Hermann Escarra, who is a constitutional attorney and former opposition activist who helped develop the 1999 Venezuelan constitution, said, “In the United States, what’s happening now in Venezuela would not have happened and won’t happen. No one would think to burn cars or tires, set fire to a street leading up to the White House, because the punishment would be truly serious.”
“Here, there are barricades called guarimbas where they’ve found armaments for war, where they’ve found Molotov cocktails,” Escarra added.
Lopez was also responsible for arresting and detaining Interior Minister Ramon Rodriguez Chacin on April 12, 2002. He was the mayor of Chacao, and with the help of Henrique Capriles, mayor of Baruta, they reportedly assisted Venezuelan Federation of Chambers of Commerce president Pedro Carmona in his effort to stage a coup against Chavez.
When Chavez survived the coup, the government indicted Lopez and Capriles for illegal detention, according to Lovato’s report. They were “later pardoned as part of a far-reaching and controversial amnesty.”
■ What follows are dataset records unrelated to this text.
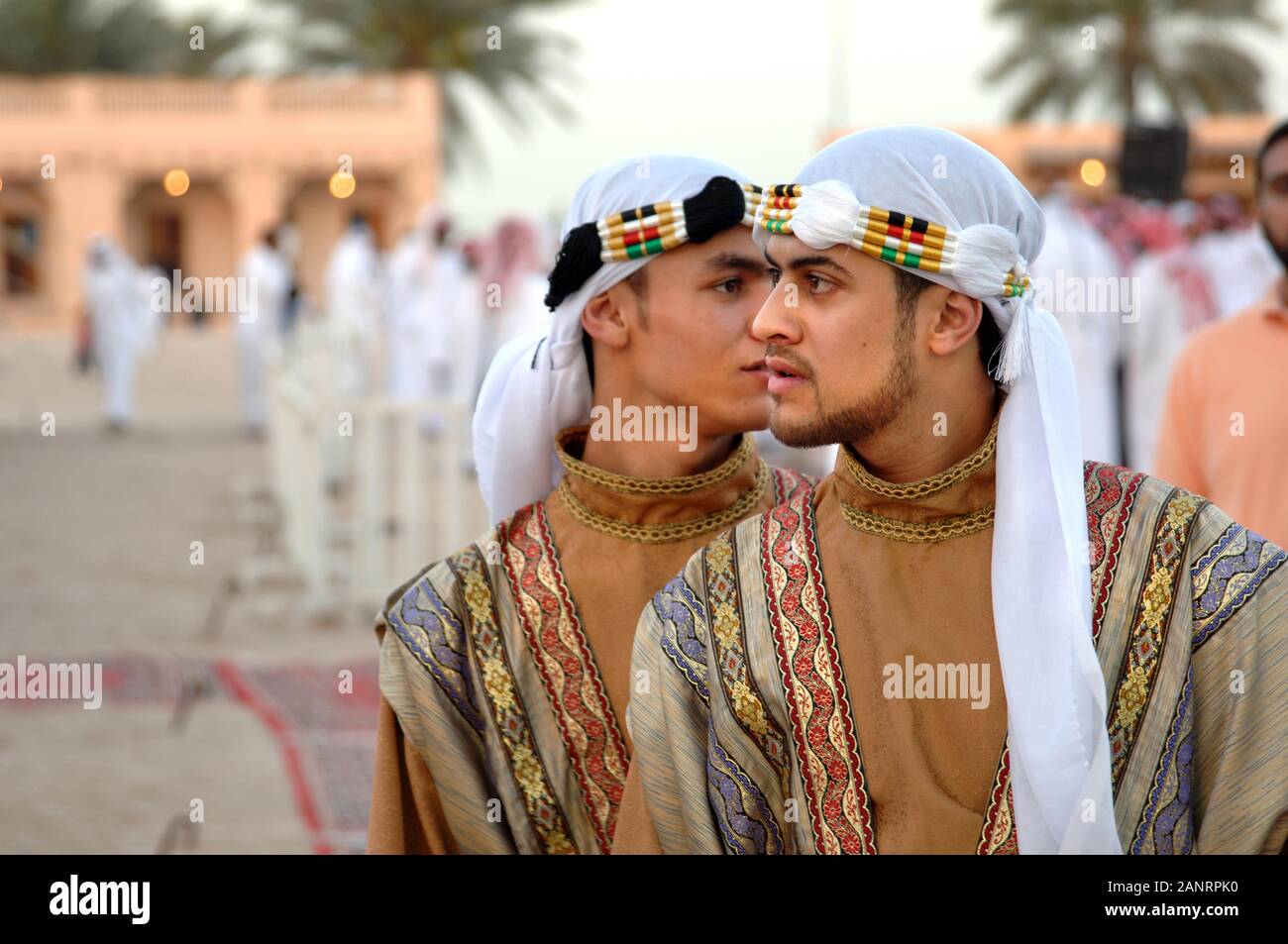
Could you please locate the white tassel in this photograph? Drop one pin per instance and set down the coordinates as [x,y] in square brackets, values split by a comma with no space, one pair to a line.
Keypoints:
[1017,357]
[825,215]
[983,257]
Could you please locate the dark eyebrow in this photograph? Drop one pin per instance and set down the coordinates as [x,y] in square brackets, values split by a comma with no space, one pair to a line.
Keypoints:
[735,261]
[809,262]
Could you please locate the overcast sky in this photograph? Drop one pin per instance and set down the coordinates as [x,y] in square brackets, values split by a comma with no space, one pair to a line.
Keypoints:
[755,84]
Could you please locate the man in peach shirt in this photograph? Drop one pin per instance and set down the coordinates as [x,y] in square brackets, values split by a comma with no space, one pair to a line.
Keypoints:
[1225,425]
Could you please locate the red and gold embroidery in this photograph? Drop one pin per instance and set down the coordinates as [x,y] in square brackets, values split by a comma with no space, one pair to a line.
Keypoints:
[507,710]
[1149,629]
[728,635]
[572,681]
[999,836]
[818,703]
[1111,492]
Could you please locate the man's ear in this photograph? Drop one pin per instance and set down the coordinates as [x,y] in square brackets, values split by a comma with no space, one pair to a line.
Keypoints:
[604,317]
[956,323]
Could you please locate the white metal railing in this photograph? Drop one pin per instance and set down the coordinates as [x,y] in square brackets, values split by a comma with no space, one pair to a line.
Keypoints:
[370,488]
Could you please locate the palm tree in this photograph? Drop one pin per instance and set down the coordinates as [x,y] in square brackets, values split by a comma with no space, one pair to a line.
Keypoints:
[1179,48]
[455,39]
[55,37]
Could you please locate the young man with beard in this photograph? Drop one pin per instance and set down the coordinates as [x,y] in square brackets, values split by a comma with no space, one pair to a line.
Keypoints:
[503,669]
[965,639]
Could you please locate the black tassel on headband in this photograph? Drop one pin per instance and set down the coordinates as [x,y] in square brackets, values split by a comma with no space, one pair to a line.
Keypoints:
[647,231]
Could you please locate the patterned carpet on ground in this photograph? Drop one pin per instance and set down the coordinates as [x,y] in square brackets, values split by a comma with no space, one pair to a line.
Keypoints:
[323,725]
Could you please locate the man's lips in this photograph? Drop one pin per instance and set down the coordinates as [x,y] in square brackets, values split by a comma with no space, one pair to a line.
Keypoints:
[784,376]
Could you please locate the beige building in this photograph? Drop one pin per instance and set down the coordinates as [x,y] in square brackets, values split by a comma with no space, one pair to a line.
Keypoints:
[84,155]
[1042,154]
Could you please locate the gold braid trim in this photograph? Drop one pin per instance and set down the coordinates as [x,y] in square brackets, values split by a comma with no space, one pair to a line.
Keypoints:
[634,484]
[918,532]
[923,488]
[675,531]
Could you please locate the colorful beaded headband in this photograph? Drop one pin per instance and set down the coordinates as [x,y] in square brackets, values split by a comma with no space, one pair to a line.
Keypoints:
[887,235]
[649,230]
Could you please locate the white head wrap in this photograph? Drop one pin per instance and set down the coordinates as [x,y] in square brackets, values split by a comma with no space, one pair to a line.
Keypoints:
[540,384]
[1055,690]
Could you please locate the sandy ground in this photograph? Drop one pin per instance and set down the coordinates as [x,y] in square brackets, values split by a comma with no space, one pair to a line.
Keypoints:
[95,536]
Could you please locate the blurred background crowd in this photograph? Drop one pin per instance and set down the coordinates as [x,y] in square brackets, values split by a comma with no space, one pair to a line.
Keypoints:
[256,265]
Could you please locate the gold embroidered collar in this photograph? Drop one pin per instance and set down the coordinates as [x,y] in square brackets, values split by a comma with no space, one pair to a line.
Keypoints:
[682,484]
[921,532]
[635,484]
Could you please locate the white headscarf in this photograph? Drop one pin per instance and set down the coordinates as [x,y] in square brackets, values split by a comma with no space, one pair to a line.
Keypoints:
[1055,690]
[540,382]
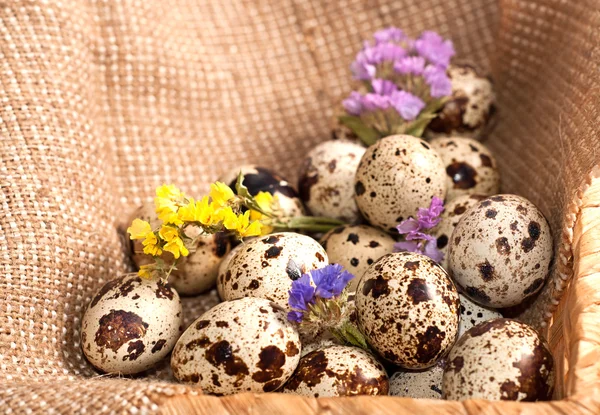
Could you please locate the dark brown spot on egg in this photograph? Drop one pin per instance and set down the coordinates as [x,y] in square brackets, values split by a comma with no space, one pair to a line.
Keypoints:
[271,360]
[273,252]
[502,246]
[359,188]
[377,287]
[353,238]
[221,354]
[119,327]
[418,291]
[134,350]
[158,346]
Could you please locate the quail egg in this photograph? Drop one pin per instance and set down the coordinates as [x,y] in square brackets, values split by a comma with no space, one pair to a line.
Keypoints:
[408,309]
[500,251]
[130,325]
[453,211]
[246,345]
[326,180]
[500,359]
[470,167]
[396,176]
[338,371]
[356,248]
[265,267]
[470,108]
[418,384]
[260,179]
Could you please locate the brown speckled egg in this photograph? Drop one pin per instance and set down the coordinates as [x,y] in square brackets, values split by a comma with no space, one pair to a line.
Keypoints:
[338,371]
[326,179]
[130,325]
[260,179]
[469,110]
[356,248]
[408,308]
[500,359]
[500,251]
[472,314]
[418,384]
[396,176]
[246,345]
[453,211]
[470,167]
[265,267]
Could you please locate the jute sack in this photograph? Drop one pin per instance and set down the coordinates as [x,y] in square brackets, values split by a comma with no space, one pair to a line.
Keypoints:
[103,100]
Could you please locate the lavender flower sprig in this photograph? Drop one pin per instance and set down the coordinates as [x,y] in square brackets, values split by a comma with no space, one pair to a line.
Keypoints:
[416,240]
[406,84]
[319,302]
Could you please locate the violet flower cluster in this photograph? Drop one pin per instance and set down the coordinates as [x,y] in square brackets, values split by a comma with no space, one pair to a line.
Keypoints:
[416,239]
[405,78]
[325,283]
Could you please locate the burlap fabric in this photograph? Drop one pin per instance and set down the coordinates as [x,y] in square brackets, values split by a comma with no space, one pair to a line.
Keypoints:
[103,100]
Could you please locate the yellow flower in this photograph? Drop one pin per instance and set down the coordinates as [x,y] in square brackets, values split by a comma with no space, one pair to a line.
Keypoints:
[139,229]
[151,245]
[220,194]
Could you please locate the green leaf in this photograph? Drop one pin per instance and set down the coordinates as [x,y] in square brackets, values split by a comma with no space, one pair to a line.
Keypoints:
[368,135]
Lopez is connected to individuals, who plotted a coup amidst protests in 2014. In particular, Venezuelan national Pedro Burelli is “a former JP Morgan executive and pre-Chavez-era member of the board of directors of PDVSA, Venezuela’s national petroleum firm.” He is an influential supporter of Lopez and considers Lopez a “very good friend.”
From Lovato’s report:
“What’s happened? I keep seeing lots of protests, lots of people in the streets. What’s happening inside your colectivo?” Burelli asks in one conversation with an unidentified military officer, using a term often used to refer to a political cell.******* (Burelli, when interviewed in 2014, declined to name the officer but said he was retired. He has since identified the retired officer as Lt. Col. Jose Gustavo Arocha Perez. Burelli also said that he was using the term “colectivo” to refer to the armed forces.) “I think the world is extremely activated,” Burelli tells the officer in a voicemail. “All that’s missing is for this part of the military to make the decisions it needs to make.”
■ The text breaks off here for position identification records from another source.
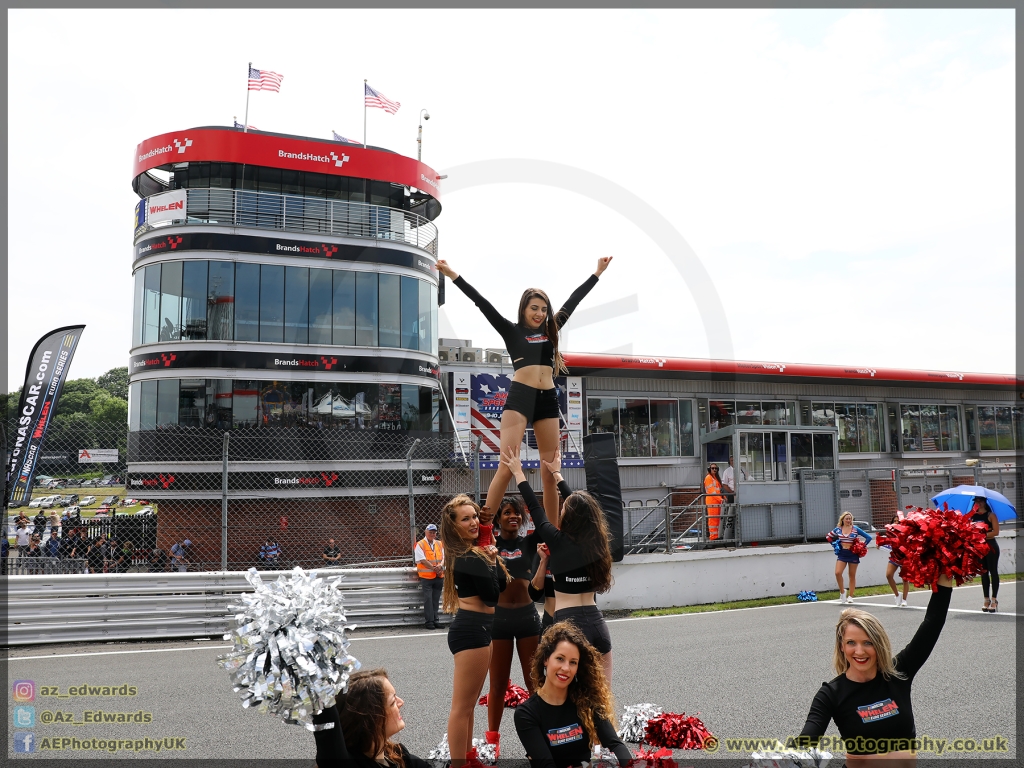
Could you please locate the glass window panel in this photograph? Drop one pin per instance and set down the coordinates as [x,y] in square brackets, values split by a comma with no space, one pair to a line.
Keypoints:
[823,414]
[194,292]
[986,424]
[685,427]
[802,453]
[167,403]
[665,427]
[390,310]
[634,429]
[134,406]
[949,420]
[220,300]
[869,416]
[823,457]
[366,309]
[192,402]
[773,413]
[170,301]
[720,414]
[410,313]
[753,459]
[245,403]
[930,438]
[321,297]
[846,419]
[137,306]
[297,305]
[1004,428]
[151,333]
[247,302]
[748,413]
[424,328]
[779,468]
[147,406]
[910,421]
[271,303]
[344,307]
[434,332]
[602,417]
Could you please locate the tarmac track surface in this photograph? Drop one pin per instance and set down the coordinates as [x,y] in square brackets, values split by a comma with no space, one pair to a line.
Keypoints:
[748,673]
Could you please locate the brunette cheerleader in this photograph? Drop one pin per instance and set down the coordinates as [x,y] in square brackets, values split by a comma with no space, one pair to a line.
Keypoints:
[532,343]
[581,559]
[516,622]
[474,579]
[843,538]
“I think that there’s another Leopoldo López in the armed forces who understands that the time has come to clean the scum of Chavismo, the scum of complicity, the scum of corruption,” Burelli continues. “Any group that stands up and says this now will generate a crisis, I guarantee it. But it must be linked to the struggle of the people, to Leo’s struggle and in solidarity with Leo…. This is the moment. There’s no risk if it’s done right.”
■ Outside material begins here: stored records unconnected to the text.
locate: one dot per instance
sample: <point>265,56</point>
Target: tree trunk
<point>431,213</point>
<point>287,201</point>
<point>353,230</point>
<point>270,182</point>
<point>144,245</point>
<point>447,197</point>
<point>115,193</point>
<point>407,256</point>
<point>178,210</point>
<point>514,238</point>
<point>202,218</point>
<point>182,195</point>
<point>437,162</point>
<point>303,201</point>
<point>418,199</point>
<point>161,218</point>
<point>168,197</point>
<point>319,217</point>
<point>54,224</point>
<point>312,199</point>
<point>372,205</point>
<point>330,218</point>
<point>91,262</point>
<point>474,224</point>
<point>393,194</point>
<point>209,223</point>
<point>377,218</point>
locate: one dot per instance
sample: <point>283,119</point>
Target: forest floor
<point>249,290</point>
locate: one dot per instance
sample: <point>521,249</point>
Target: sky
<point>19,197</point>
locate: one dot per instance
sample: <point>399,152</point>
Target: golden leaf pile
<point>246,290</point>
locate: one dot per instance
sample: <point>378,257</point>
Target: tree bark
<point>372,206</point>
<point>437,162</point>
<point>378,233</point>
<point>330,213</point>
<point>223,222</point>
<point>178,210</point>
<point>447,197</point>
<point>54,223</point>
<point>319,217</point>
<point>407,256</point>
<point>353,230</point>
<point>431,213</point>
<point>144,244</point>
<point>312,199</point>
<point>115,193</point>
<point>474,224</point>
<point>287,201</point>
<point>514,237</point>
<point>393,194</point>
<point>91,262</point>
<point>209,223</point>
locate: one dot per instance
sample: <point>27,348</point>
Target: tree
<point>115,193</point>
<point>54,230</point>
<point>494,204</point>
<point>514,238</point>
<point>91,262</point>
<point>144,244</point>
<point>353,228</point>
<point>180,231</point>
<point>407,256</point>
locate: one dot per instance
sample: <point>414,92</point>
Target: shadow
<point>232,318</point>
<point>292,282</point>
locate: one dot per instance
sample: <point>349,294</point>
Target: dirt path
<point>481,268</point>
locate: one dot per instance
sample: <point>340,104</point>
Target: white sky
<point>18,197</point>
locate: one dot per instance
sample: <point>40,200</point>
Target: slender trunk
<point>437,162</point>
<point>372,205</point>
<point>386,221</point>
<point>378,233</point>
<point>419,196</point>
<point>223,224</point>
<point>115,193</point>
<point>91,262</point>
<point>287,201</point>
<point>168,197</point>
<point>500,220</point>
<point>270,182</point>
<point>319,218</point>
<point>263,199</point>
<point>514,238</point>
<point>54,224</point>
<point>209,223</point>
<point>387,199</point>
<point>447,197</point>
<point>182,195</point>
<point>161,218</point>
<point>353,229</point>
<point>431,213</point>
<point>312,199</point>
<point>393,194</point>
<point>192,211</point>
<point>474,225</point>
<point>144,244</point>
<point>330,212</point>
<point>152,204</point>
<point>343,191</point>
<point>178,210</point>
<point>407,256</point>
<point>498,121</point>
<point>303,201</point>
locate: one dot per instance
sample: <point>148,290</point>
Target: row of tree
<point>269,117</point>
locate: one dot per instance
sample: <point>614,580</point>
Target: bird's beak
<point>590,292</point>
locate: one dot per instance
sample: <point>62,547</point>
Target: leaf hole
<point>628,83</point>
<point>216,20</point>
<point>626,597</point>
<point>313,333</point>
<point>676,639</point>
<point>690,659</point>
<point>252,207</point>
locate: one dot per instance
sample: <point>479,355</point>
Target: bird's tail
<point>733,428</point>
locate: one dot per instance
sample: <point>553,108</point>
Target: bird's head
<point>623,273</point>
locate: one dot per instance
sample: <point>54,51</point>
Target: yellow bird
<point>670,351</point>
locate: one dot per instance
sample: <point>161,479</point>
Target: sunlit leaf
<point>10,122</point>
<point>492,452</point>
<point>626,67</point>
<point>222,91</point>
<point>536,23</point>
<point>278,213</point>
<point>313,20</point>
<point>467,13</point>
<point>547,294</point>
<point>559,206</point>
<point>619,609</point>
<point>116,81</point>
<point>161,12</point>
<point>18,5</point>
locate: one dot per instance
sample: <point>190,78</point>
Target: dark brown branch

President Donald Trump’s administration has the zeal to return to the days when the U.S. government waged dirty wars in Latin America. Last year, he “questioned the bravery of Venezuela’s military but suggested they could easily overthrow President Nicolas Maduro amid an economic and humanitarian crisis.”
“It’s a regime that frankly could be toppled very quickly by the military if the military decides to do that,” Trump said.
As far as the world knows, the actions against Venezuela have primarily involved diplomatic isolation and economic warfare intended to further weaken the Maduro government. A coalition has decided if they spur greater poverty and despair then the right-wing opposition will receive a boost, especially if citizens can be convinced that Maduro is to blame for their hardship.
A pink tide—a tilt to the left across Latin America—has been stemmed significantly in recent years. Venezuela used to have support from countries like Argentina, Brazil, and Ecuador, which had leaders that were willing to reject neoliberalism.
Now Brazil has a fascist president, Jair Bolsonaro, and Argentina has a center-right president, Mauricio Macri, who oppose Maduro.
Macri said Maduro is a “dictator trying to perpetuate himself in power through fictitious elections.” They represent two major countries in Latin America that will help the Trump administration work through them to force regime change.